[Cryptography] In the event of my death, master password

Kent Borg kentborg at borg.org
Wed Feb 27 20:11:53 EST 2019


On 2/27/19 6:42 PM, Paul F Fraser wrote:
> Trying to work out for my project, how best to handle a master 
> password for relatives and others to access data after death, 
> including data about ongoing subscriptions etc.. 

My advice?  Change how we manage passwords. (No, I'm not ambitious...)

First, don't recycle passwords between different sites. Okay, I just 
lost 99.8% of my audience.

Second, people should write down their passwords on paper. All analogue, 
no electronic-anything involved (because you can't trust that stuff is 
working for you, and can't trust it is competent). There goes 0.1%...

  - Keep a backup by copying by hand, and regularly updating the backup. 
And now I have lost the remaining 0.1%. (No photocopies, they are 
computers these days and can't be trusted.)

  - Protect that paper as though it were important--treat it like cash 
money.

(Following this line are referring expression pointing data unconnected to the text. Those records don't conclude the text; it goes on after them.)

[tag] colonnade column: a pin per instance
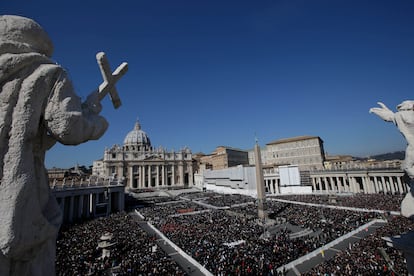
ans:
(400, 187)
(339, 183)
(181, 173)
(149, 176)
(190, 174)
(391, 181)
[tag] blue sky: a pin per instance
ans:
(209, 73)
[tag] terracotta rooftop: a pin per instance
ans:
(293, 139)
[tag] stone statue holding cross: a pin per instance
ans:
(38, 107)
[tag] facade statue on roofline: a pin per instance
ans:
(38, 107)
(404, 120)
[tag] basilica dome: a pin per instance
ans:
(137, 137)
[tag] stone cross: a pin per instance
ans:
(108, 85)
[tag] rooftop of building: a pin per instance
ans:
(293, 139)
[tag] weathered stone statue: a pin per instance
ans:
(38, 106)
(404, 120)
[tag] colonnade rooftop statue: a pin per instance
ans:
(38, 107)
(404, 120)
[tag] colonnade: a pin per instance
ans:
(88, 202)
(357, 182)
(272, 184)
(159, 175)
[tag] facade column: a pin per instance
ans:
(333, 184)
(181, 173)
(131, 177)
(346, 184)
(277, 186)
(149, 176)
(121, 201)
(71, 207)
(190, 174)
(109, 202)
(377, 187)
(384, 184)
(313, 184)
(351, 185)
(365, 185)
(87, 208)
(93, 204)
(143, 177)
(339, 183)
(400, 187)
(327, 184)
(390, 180)
(80, 207)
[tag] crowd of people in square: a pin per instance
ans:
(232, 241)
(370, 255)
(385, 202)
(134, 252)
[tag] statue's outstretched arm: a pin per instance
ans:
(383, 112)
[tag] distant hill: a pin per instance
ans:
(400, 155)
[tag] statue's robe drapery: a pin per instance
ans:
(37, 108)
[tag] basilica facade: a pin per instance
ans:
(144, 167)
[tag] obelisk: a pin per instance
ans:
(261, 196)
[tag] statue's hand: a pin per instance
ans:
(383, 112)
(93, 103)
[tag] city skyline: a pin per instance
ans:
(217, 73)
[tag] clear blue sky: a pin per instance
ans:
(209, 73)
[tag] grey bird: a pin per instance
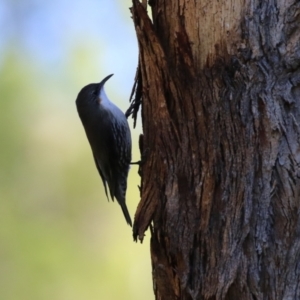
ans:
(108, 133)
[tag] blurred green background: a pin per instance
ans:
(60, 238)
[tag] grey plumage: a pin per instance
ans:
(109, 136)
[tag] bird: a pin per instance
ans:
(109, 136)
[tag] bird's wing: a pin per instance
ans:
(102, 176)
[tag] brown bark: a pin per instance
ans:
(220, 88)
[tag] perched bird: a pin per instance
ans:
(109, 136)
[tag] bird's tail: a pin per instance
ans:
(126, 213)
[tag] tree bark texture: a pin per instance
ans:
(219, 84)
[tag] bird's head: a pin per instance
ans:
(92, 93)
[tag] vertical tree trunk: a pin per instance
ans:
(220, 89)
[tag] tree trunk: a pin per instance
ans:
(219, 83)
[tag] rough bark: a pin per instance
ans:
(220, 85)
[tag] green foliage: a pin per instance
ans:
(59, 237)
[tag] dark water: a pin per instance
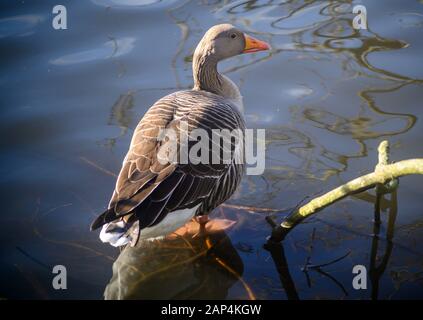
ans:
(326, 94)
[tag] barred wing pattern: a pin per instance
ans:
(148, 190)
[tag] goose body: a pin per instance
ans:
(152, 197)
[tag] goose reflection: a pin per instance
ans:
(205, 266)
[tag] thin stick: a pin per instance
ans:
(384, 173)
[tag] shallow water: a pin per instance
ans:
(326, 94)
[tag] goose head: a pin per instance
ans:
(224, 41)
(218, 43)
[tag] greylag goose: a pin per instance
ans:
(152, 197)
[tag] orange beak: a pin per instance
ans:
(254, 45)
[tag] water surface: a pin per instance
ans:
(326, 94)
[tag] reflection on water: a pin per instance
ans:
(182, 268)
(326, 95)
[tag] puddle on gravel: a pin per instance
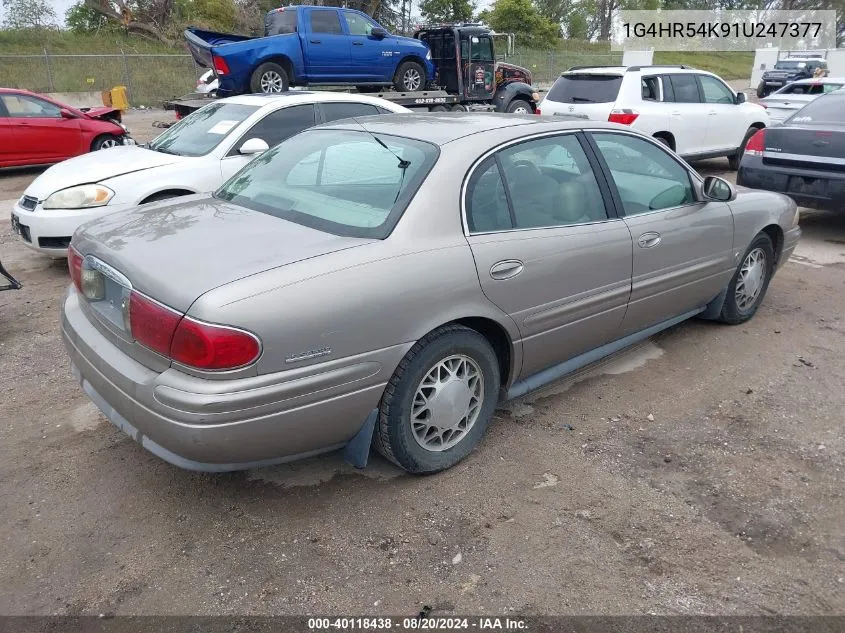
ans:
(319, 470)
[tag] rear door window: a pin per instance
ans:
(280, 22)
(585, 88)
(684, 88)
(325, 21)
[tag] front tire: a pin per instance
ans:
(409, 77)
(269, 78)
(750, 281)
(735, 159)
(439, 402)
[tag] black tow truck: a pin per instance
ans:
(468, 77)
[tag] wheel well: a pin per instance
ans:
(174, 192)
(497, 337)
(669, 138)
(775, 234)
(282, 61)
(414, 58)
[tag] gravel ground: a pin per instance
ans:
(700, 472)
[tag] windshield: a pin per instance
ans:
(341, 182)
(828, 110)
(201, 131)
(583, 88)
(789, 65)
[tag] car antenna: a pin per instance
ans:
(403, 164)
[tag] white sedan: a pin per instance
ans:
(196, 155)
(792, 97)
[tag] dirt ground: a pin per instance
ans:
(700, 472)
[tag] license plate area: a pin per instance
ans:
(807, 186)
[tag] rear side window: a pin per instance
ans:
(684, 88)
(280, 22)
(325, 21)
(279, 125)
(823, 111)
(335, 111)
(584, 88)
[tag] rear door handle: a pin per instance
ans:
(506, 269)
(649, 240)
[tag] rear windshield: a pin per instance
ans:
(574, 88)
(789, 65)
(827, 110)
(201, 131)
(279, 22)
(342, 182)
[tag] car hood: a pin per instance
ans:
(177, 250)
(97, 167)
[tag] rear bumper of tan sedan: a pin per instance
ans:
(219, 425)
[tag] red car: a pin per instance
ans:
(36, 130)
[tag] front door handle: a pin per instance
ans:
(649, 240)
(506, 269)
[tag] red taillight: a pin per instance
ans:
(220, 65)
(74, 264)
(207, 346)
(625, 117)
(756, 144)
(151, 323)
(187, 341)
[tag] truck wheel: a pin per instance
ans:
(269, 78)
(519, 106)
(409, 77)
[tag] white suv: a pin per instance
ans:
(693, 112)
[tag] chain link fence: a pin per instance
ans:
(151, 79)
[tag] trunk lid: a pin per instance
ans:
(177, 250)
(812, 147)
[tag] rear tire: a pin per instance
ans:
(750, 281)
(409, 77)
(269, 78)
(104, 141)
(519, 106)
(439, 402)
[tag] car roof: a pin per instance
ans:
(819, 80)
(294, 97)
(444, 127)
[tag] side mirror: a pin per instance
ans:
(254, 146)
(718, 189)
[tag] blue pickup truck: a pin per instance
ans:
(305, 45)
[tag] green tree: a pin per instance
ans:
(522, 18)
(447, 10)
(82, 19)
(29, 14)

For frequently used passwords you will learn them and won't need 
to refer to the paper, it's not that bad.

  - If some passwords are more critical than others put them on a 
different piece of paper and treat it like a /lot/ of cash (i.e., don't 
carry it around with you).


Now the recovery question is much simpler: Tell your airs where the 
backups are kept. (Put that in information in a sealed envelope, if you 
would like.)


-kb, the Kent who is terrified of end-point security.